In August 2012 we commented on the Irish property market and the fact that all markets recover in time and Ireland would be no different. This has certainly been the case, with prices in Dublin having risen over 20% in the last year. The recovery has also spread to the rest of the country with prices rising by 5% over the same period. Some analysts have even asked whether a price bubble is forming. This is for a property market that a short time ago many people were questioning whether it would recover in this decade, let alone the next few years! The same applies to the UK market. Like Ireland it fell as a result of the global financial problems of 2007/8 and took some time to recover. When it did, it took many investors by surprise and they ended up buying far outside 10% of the bottom of the market.
Over the past twenty years we have seen a number of ‘boom and busts’ and have learnt a couple of things that we keep reminding ourselves and our clients of – it is almost impossible to pick the absolute bottom of a property price cycle and all markets recover in time. It is a question of ‘when’ and not ‘if’. We firmly believe that if you buy within 10% of the bottom of the market you will have done well. If you buy within 10% of the top you will certainly not have done so. But getting the timing right is not easy. Markets seem to recover a lot quicker now than they did twenty years ago when we started our business. This is partly due to better communication channels (the internet, social media etc), which gives people easy access to market information. Unfortunately, this doesn’t mean it is easier to pick the bottom of a property cycle, it has always been extremely difficult to do that and we doubt that will ever change. It does however, help investors more quickly identify market trends and move quickly to take advantage of opportunities.
If you are looking for a medium term investment in a market:
that appears to have bottomed out and in any event should be within 10% of the low point of the current price cycle
offers security of title
an adequate legal system
access to market information etc
has an active secondary market
is not an emerging market
where do you look?
One country you could consider is Spain. The market there certainly crashed and the ‘doom and gloom’ commentators have said that there is an over supply of properties, no investor demand and no hope of recovery. Does all this sound familiar? We commented on the Spanish market in June and November of last year and fully acknowledge there has been an over supply and little investor demand. However, no hope of recovery? All markets recover in time and Spain seems to be about to do that.

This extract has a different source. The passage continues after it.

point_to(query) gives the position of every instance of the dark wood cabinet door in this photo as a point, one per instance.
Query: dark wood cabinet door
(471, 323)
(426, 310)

It certainly appears that the market is now within 10% of the bottom of this price cycle. House prices dropped 3% year on year to June 2014, the lowest annual fall for 6 years. The data from Tinsa is the latest evidence of what commentators increasingly declare to be ‘the bottom’ of Spain’s housing market decline. The month of July saw price rises in several provinces, with the improvement being largely credited to foreign property investors buying on the coast and in major cities. These investors are looking to cash in on the highly depressed property prices which tumbled from their pre-crisis highs. This is particularly the case for Britons who accounted for 15% of all sales to overseas investors, followed by the French (10%), Russians (9%), and Belgians (7%). The Golden Visa scheme, which allows residency through the purchase of a property, came into force on the 30th September 2013 and has also resulted in increased interest from the Middle East, Asia and Russia.
Commentators are now becoming more bullish, so we can expect investors to increasingly return to the market. “We have already seen a staggering 2,500 per cent increase in Middle Eastern buyers this year versus the same period in 2012, and a 190 per cent increase in buyers from Russia and Lithuania.”, said Marc Pritchard, sales and marketing director for Taylor Wimpey España, in a report in Telegraph UK. This sentiment is supported by Myles Johnson of the Financial Times who said “Several large deals have been completed for assets that 18 months ago not even the most foolhardy speculator would have touched.”
The general economy is also showing signs of improvement. Spain has the 13th Highest GDP in the world and in 2013 it stood at approx. $1.4 trillion, with a per capita figure of $30,557 . In line with most countries in Europe and elsewhere, its economy was adversely affected by the 2008 global financial crisis. The government was forced to seek EU financial aid and introduce severe budget cuts which culminated in unemployment exceeding 20%. By 2014 the economy was on its way to recovery with 1.4% increase over the previous year. Exports mainly led the recovery which was aided by private consumption, an improving labour market and stronger confidence. Business investment is projected to benefit from the better economic outlook and higher exports. Higher activity will result in positive employment growth, but ample spare capacity will keep inflation low.
The above doesn’t mean that prices are going to boom overnight throughout Spain, but it does mean that in some areas now is the right time to buy and take full advantage of the up-turn.